Interesting Facts about Hypnagogic Hallucinations
There are several psychiatric and medical causes behind hypnagogic hallucinations. These are associated with hypnagogia which is the transitional state that you encounter between being awake and fully asleep. Mental phenomena that typically occur during this phase of threshold consciousness include sleep paralysis, out of body experiences, lucid dreaming and hallucinations.
This half-awake or half-asleep state of hypnagogia is also referred to as presomnal, visions of half-sleep, anthypnic sensations, borderland of sleep, half-dream state, sleep onset dreams and pre-dream condition.
There are many sensory experiences that you may encounter while transitioning to sleep from minor and vague visions to extreme hypnagogic hallucinations.
- Sights – Phosphorus will often manifest from lines, speckles and patterns to form images or constants. They may be in color or monochromatic, moving or still and three-dimensional or flat.
- Tetris Effect – If you perform in some type of repetitive activity before you go to sleep it will offer dominate your imagery. A good example is if you were swimming or boating all day, you may still feel waves while you are in this state.
- Sleep Paralysis – Roaring, humming, rushing, hissing, buzzing and zapping noises are common with sleep paralysis. This state has been blamed for shadow people haunting and stories of alien abductions.
- Sounds – Audio in the hypnagogia state can range from faint to loud. You may hear a doorbell or someone call your name. Music and poetry are commonly heard.

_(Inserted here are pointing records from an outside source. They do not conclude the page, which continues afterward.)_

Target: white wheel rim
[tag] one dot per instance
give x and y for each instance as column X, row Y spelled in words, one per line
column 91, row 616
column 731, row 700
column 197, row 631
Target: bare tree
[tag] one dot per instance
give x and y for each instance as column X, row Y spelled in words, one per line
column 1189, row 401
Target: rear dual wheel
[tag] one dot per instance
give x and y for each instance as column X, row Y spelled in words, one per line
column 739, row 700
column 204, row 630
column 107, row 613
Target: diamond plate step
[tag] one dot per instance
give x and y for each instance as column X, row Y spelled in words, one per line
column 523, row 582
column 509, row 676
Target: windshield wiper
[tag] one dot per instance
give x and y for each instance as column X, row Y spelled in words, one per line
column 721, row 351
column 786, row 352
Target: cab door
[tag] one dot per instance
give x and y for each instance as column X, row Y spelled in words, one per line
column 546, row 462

- Other Sensations – Flashes of light, numbness, bobbing, floating, out-of-body experience and the hypnic jerk are other common sensations.
There are many causes associated with hypnagogic hallucinations, such as:
- Drugs – Hallucinogenics including LSD, acid, mushrooms, meth, peyote, PCP, marijuana and certain prescription medications can all cause these hallucinations to occur when you are trying to fall asleep.
- Stress – Extreme or prolonged periods of stress can impede your sleep, thereby triggering hallucinations.
- Electrical Brain Activity – Neurochemcial or electrical brain activity can cause a type of hallucinatory sensation that is often accompanied with touch that is called an aura. These can actually suggest the onset of a migraine or epileptic attack.
- Sensory Deprivation – If your brain lacks the external stimulation that it needs to create perception, it may choose to compensate for this by referencing your memory which then results in hypnagogic hallucinations. This is a common occurrence in both deaf and blind individuals.
- Brain Disease or Damage – Injury to the brain or the formation of lesions may convert brain function, which would cause hallucinations.
- Mental Conditions – At least 75 percent of individuals treated for schizophrenia report hypnagogic hallucinations. These individuals will often dance through their hypnopompic state and then say that they feel paralyzed just prior to waking up.
These dream-like experiences are extremely vivid that generally occur either right before you wake up or just prior to following asleep. When they are accompanied with sleep paralysis, the experience is usually quiet frightening. While features may vary from one individual to another, common feelings are fear, vividness, falling sensation, pressure on the body, sensing a presence, impending sense of death and feeling as though you are unable to breathe.
It is not uncommon for people in the hypnagogia state to see lights, shadows or people walking in the room around them some feel as though someone is grabbing them while others are experience floating.
During this state, you may appear to be awake yet you are sleeping. At least 40 percent of individuals experience some type of hypnagogic hallucinations at least once in their lives while for others it is a common occurrence.